= Maya Even =

Canadian journalist (born 1956)

Maya Even (born June 1956), is a Canadian-born, British-based, university lecturer, journalist and television presenter.

==Biography==
Born in Canada, and educated at McGill University, Montreal, and St Antony's College, University of Oxford where she first arrived in 1979 and completed a doctoral thesis entitled The Evolution of Political Television and its Influence on Election Campaigning in Britain.

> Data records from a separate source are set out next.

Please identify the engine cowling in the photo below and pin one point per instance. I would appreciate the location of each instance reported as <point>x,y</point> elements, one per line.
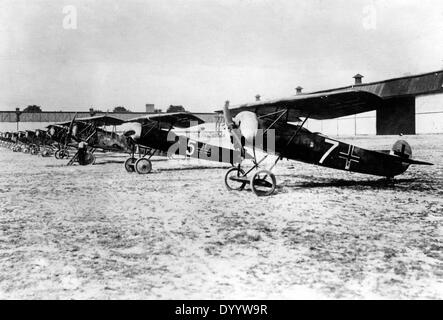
<point>133,130</point>
<point>247,123</point>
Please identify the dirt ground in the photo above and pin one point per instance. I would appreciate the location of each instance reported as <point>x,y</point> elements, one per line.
<point>97,232</point>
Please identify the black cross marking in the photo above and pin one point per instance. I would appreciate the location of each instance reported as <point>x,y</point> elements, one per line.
<point>349,157</point>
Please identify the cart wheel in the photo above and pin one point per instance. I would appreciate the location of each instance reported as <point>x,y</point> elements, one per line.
<point>232,184</point>
<point>63,154</point>
<point>89,158</point>
<point>263,183</point>
<point>143,166</point>
<point>129,164</point>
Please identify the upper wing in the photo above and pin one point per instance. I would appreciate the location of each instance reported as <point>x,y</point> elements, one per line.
<point>166,120</point>
<point>102,120</point>
<point>97,120</point>
<point>316,106</point>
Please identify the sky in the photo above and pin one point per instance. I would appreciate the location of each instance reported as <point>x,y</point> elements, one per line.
<point>77,54</point>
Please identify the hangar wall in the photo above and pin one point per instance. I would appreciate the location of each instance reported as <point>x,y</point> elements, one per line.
<point>396,116</point>
<point>429,113</point>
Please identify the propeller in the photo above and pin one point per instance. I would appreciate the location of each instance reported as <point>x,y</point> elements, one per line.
<point>133,130</point>
<point>232,127</point>
<point>243,128</point>
<point>70,130</point>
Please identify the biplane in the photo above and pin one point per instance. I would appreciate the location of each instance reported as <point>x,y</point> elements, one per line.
<point>89,130</point>
<point>154,134</point>
<point>277,127</point>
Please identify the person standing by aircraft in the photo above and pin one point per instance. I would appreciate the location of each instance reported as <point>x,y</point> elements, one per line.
<point>82,149</point>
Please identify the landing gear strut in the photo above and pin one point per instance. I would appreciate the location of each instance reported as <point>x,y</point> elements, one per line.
<point>263,182</point>
<point>142,165</point>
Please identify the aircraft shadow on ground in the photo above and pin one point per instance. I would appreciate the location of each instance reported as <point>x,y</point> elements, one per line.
<point>192,168</point>
<point>397,184</point>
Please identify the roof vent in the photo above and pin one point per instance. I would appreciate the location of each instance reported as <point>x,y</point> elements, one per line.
<point>358,78</point>
<point>299,90</point>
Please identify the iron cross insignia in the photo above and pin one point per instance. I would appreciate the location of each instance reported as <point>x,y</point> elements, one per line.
<point>349,157</point>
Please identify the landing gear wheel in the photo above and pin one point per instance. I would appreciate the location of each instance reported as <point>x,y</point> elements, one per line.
<point>45,153</point>
<point>129,164</point>
<point>89,159</point>
<point>263,183</point>
<point>63,154</point>
<point>143,166</point>
<point>232,184</point>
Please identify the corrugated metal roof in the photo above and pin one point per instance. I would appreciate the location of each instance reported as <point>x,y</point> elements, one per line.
<point>404,86</point>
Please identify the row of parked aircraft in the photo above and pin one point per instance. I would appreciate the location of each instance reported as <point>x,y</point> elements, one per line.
<point>273,127</point>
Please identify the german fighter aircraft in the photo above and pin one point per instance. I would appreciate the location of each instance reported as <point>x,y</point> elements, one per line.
<point>153,133</point>
<point>250,125</point>
<point>89,130</point>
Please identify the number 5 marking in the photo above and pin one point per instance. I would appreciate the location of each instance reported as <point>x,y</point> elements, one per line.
<point>334,145</point>
<point>191,145</point>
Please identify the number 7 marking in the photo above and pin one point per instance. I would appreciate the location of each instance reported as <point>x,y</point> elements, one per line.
<point>334,145</point>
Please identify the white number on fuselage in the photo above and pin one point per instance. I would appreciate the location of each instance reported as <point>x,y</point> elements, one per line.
<point>327,153</point>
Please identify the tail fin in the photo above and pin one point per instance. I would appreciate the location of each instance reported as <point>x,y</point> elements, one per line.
<point>403,150</point>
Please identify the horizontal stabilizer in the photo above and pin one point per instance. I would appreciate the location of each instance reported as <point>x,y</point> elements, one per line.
<point>412,161</point>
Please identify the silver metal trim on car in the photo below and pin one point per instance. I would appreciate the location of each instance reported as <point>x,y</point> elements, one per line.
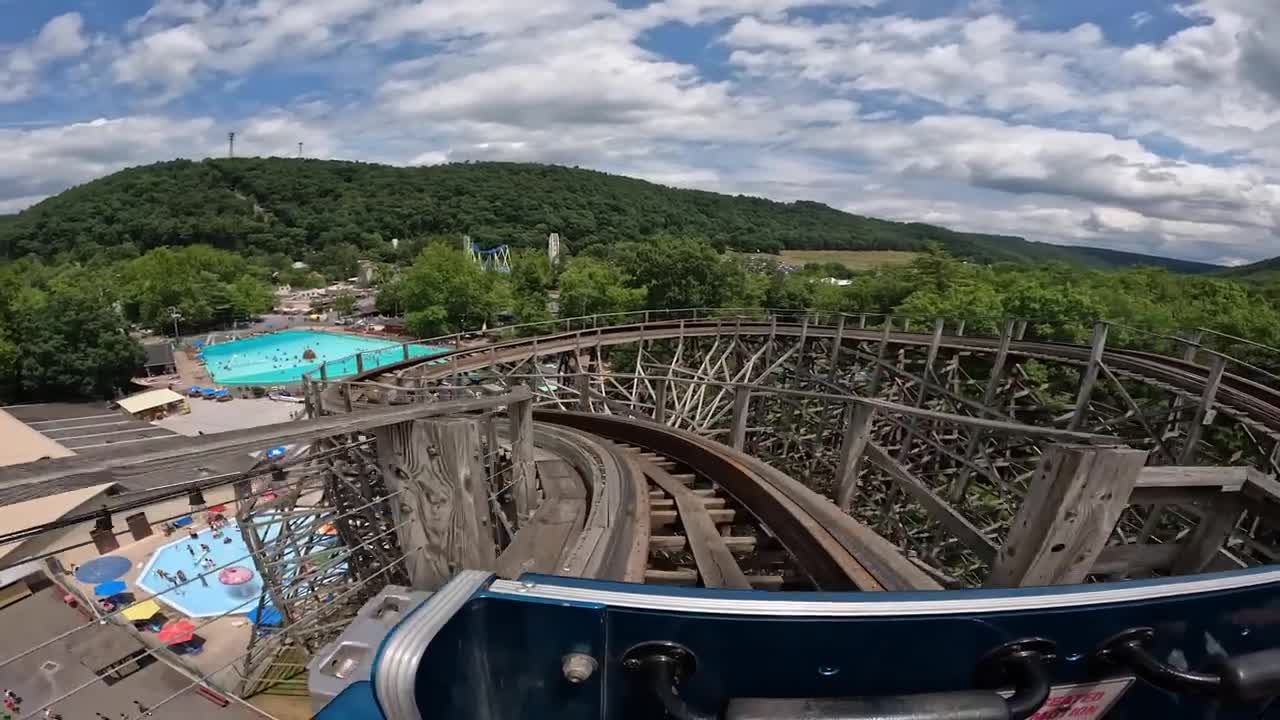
<point>396,674</point>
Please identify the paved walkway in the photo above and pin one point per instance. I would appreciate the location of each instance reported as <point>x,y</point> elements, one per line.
<point>191,370</point>
<point>59,668</point>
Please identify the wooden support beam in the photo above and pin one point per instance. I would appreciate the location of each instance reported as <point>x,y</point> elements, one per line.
<point>1089,377</point>
<point>1070,509</point>
<point>524,472</point>
<point>1138,414</point>
<point>583,384</point>
<point>856,434</point>
<point>1137,559</point>
<point>881,350</point>
<point>442,509</point>
<point>835,347</point>
<point>1203,411</point>
<point>741,409</point>
<point>1208,536</point>
<point>1193,345</point>
<point>997,372</point>
<point>684,577</point>
<point>938,510</point>
<point>923,390</point>
<point>673,543</point>
<point>1229,478</point>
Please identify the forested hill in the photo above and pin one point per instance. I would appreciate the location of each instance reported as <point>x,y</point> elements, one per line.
<point>296,206</point>
<point>1262,270</point>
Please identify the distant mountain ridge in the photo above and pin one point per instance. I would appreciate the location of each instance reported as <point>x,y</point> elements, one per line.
<point>277,205</point>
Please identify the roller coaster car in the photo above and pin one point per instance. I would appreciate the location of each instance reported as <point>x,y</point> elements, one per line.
<point>545,647</point>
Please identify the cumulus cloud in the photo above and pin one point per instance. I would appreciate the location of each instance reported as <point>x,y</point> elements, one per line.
<point>21,65</point>
<point>981,119</point>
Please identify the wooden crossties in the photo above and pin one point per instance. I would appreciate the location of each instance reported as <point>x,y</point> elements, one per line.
<point>442,511</point>
<point>711,552</point>
<point>938,510</point>
<point>1072,506</point>
<point>1089,377</point>
<point>1203,411</point>
<point>553,528</point>
<point>741,406</point>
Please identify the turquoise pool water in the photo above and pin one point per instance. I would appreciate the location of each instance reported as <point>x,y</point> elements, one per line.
<point>277,358</point>
<point>211,597</point>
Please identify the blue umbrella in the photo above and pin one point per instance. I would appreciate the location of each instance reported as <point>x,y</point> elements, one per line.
<point>108,589</point>
<point>103,569</point>
<point>269,616</point>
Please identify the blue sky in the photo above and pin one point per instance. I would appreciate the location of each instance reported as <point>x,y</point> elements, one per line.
<point>1130,124</point>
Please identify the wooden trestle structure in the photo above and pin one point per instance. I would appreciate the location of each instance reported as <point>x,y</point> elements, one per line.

After a period as a university lecturer, Even began her television career at TV-am in 1987, first as a researcher in the political unit and then as a producer and reporter from 1989, mainly from Westminster. In 1990, she took over from Richard Keys as regular host of the early show and began deputising for Lorraine Kelly on Good Morning Britain. She also fronted the revamped First Report and covered for David Frost with Even on Sunday, which ranged across politics, the arts and sport.

In 1993, she joined Channel 4 to present the lunchtime daily political programme House to House, and in 1997 moved to BBC Two to present The Money Programme for two years.

Even is a governor and former vice chair of the South Bank Centre, and was a member of the Mayor's Cultural Strategy Group for Mayor of London Ken Livingstone. Even was nominated by Livingstone as the Greater London Authority representative for the London Museums Agency.

Even is married to Italian-born London based art dealer Edmondo di Robilant; the couple has one child. Their home featured in Robb Report magazine.